I wanted to wait until the characters started to chatter in my head. But I think the characters, in real Pirandello style, are waiting for me to give them some lines. I think I will never feel fully prepared, or feel ready or sure about when to stop researching and when to start writing. I know from the first one that I will research my whole way through the writing process. I will still be researching in the editing process. I will be editing in the writing process. It will be a mess most days. Ok. The start whistle will never blow. The book fairy isn't going to leave it under my pillow. The only traffic light that will turn green is the one I build and set up in my mental intersection. Green light. Time to start.

Thursday, February 4, 2010

Design Samples and Time Travel

They came! They came! The first draft design pdf-thingys of what the book will actually look like! It looked so official and so lovely! It was bizarre/surreal/fantastic to see the text that lived for so long in my little 'manuscript' folder on my laptop desktop all grown up and turned into proper book pages.

Because my book is written in a nutty, unexplained patchwork style, the layout is super design heavy. I wanted the story to be a run down a rabbit hole and into another time having no idea why sort of paper trail experience. All the elements (it turns out that there are about thirty of them--yikes) need to be distinct and the diary needs to be recognizable as the control group in this experiment. Tricky to do. And make it look like the period? And not strain the eye, confuse the reader, or in any other way be too much, too little or annoying? Wow, is that hard.

I really did not want to explain the bits of paper-- to do the young woman opens forgotten old chest in her attic and there are neat bundles of diaries/letters/recipes/playbills/newspapers/shoemaker bills and medical journals all relating to someone she finds out is her ancestor sort of story. Icky ick. That sort of tidy, discovery of right paper by right person paper stuff always drives me bonkers in historical fiction. I want to step into a place and not step out. Mysteries and thrillers I expect to be jostled around and pitched out of this or that century--fantastic, but in historical fiction I just want to go somewhere and stay there. The same way I like to travel--go somewhere and make friends with a place; set up shop, move in. I love having time in a book. If a book is too short I cannot commit to it as I know we will break up too soon.
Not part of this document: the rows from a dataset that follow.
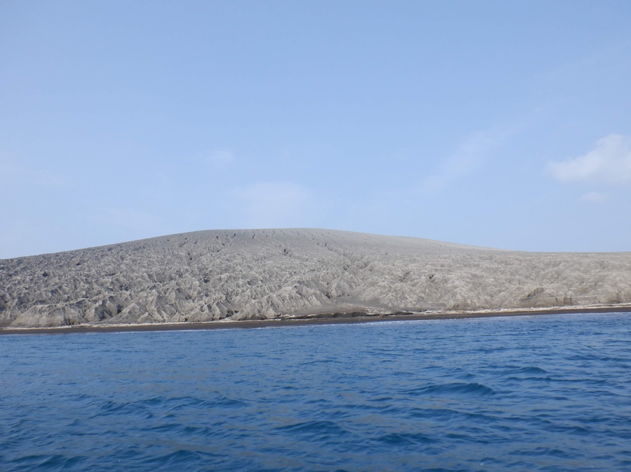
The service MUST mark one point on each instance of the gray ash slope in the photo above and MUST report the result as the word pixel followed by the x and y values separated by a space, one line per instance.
pixel 264 274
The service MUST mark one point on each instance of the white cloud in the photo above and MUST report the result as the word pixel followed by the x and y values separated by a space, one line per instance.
pixel 275 204
pixel 469 155
pixel 595 197
pixel 219 157
pixel 138 222
pixel 609 162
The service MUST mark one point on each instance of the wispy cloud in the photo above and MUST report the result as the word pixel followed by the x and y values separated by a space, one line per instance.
pixel 12 173
pixel 594 197
pixel 138 222
pixel 469 156
pixel 609 163
pixel 219 156
pixel 275 204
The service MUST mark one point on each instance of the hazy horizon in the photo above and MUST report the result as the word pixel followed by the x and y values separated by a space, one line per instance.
pixel 492 124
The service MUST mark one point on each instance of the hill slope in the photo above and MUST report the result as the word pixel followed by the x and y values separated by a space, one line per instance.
pixel 262 274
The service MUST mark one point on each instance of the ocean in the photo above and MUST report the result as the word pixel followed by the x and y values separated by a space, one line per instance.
pixel 545 393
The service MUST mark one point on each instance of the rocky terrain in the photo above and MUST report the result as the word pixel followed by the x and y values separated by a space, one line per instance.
pixel 267 274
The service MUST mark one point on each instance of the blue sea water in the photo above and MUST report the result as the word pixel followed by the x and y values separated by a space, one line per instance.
pixel 545 393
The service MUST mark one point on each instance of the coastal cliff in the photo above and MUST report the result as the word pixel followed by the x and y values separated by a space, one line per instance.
pixel 268 274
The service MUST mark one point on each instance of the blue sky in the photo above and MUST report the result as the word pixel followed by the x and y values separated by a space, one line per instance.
pixel 493 123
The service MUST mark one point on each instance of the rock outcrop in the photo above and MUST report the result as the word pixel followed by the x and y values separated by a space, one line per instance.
pixel 264 274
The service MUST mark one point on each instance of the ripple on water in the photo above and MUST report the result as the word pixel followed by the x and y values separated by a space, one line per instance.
pixel 540 393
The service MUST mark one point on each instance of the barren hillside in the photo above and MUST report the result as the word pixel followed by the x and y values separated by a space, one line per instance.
pixel 263 274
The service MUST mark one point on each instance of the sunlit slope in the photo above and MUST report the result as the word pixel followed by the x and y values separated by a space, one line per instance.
pixel 259 274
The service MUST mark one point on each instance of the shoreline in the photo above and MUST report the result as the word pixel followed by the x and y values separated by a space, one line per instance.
pixel 315 320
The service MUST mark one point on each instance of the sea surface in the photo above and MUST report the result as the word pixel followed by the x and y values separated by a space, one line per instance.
pixel 545 393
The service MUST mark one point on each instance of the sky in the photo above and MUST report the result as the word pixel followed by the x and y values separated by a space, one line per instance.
pixel 491 123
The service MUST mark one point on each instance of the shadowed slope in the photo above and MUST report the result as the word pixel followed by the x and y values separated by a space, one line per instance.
pixel 262 274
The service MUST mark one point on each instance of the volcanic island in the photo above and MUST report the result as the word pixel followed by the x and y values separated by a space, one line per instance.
pixel 269 277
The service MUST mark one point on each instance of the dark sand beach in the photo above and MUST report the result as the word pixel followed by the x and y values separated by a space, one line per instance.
pixel 339 318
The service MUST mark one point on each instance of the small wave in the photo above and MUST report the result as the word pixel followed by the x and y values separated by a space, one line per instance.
pixel 315 428
pixel 453 388
pixel 405 439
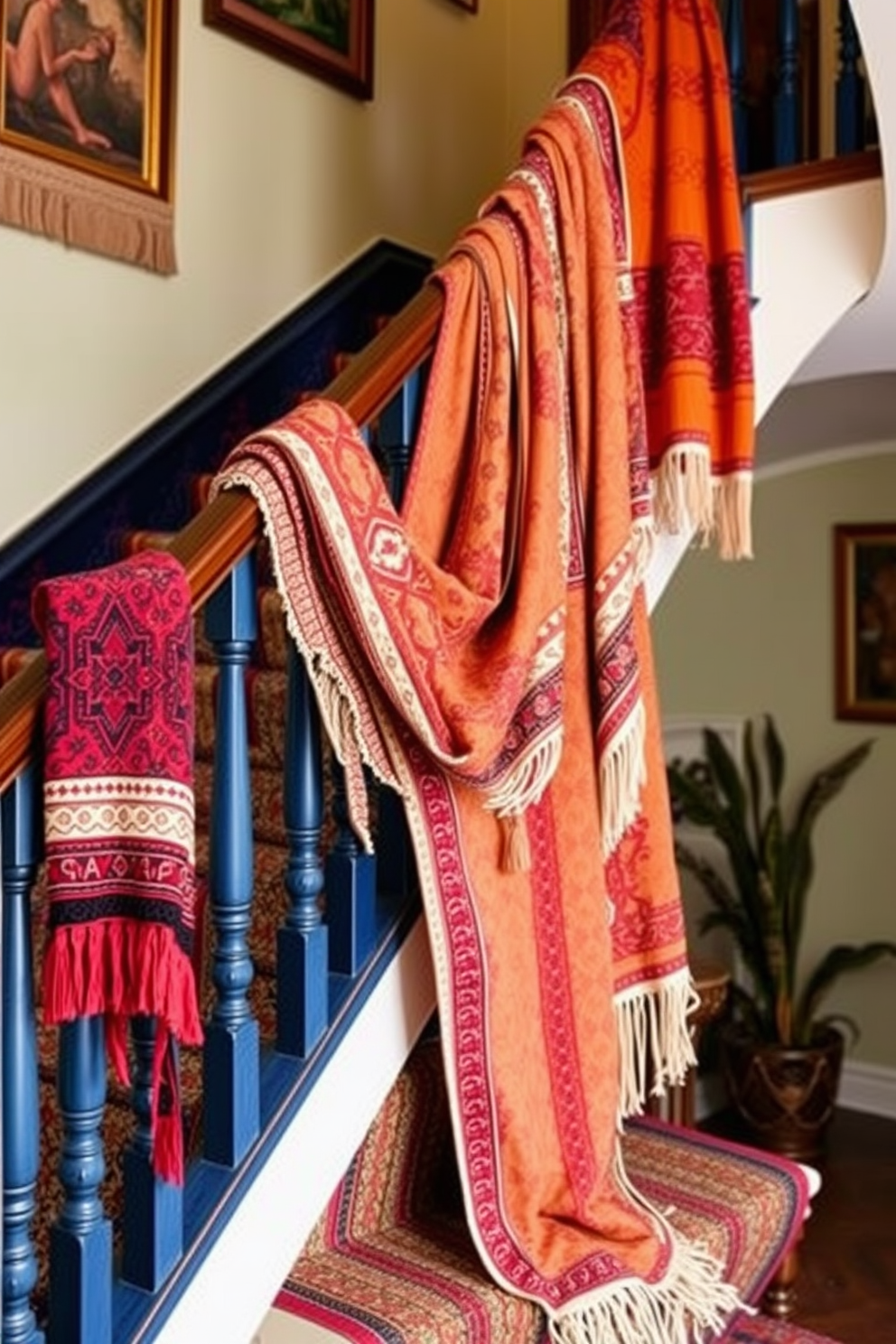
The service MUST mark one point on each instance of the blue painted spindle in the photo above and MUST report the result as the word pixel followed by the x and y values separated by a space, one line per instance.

Unless of course the time travel is done really well as in A.S. Byatt's Possession--brilliant and the discovery goes on and on and is the story or as in Wuthering Heights. Mr. Lockwood very conveniently hears the whole history of Cathy the Ghost who he is about to meet and wacky Heathcliff who is about to join her for an undead walk on the moors. Convenient but so good I can forgive all its convenience.

In other news, I went and got Meredith's book, If You Want to Cry, Go Outside. It is sharp, witty and a really fun kind of smart. My dad (who tends towards history, politics and P.G. Wodehouse) has also picked it up I noticed. And my book sold to Italy this morning! Royalties in euros--yipee!

Wednesday, February 3, 2010

Book Release

IF YOU WANT TO CRY GO OUTSIDE by Kelly Cutrone and Meredith Bryan (my brother Nicky's girlfriend) is out this week! Congratulations!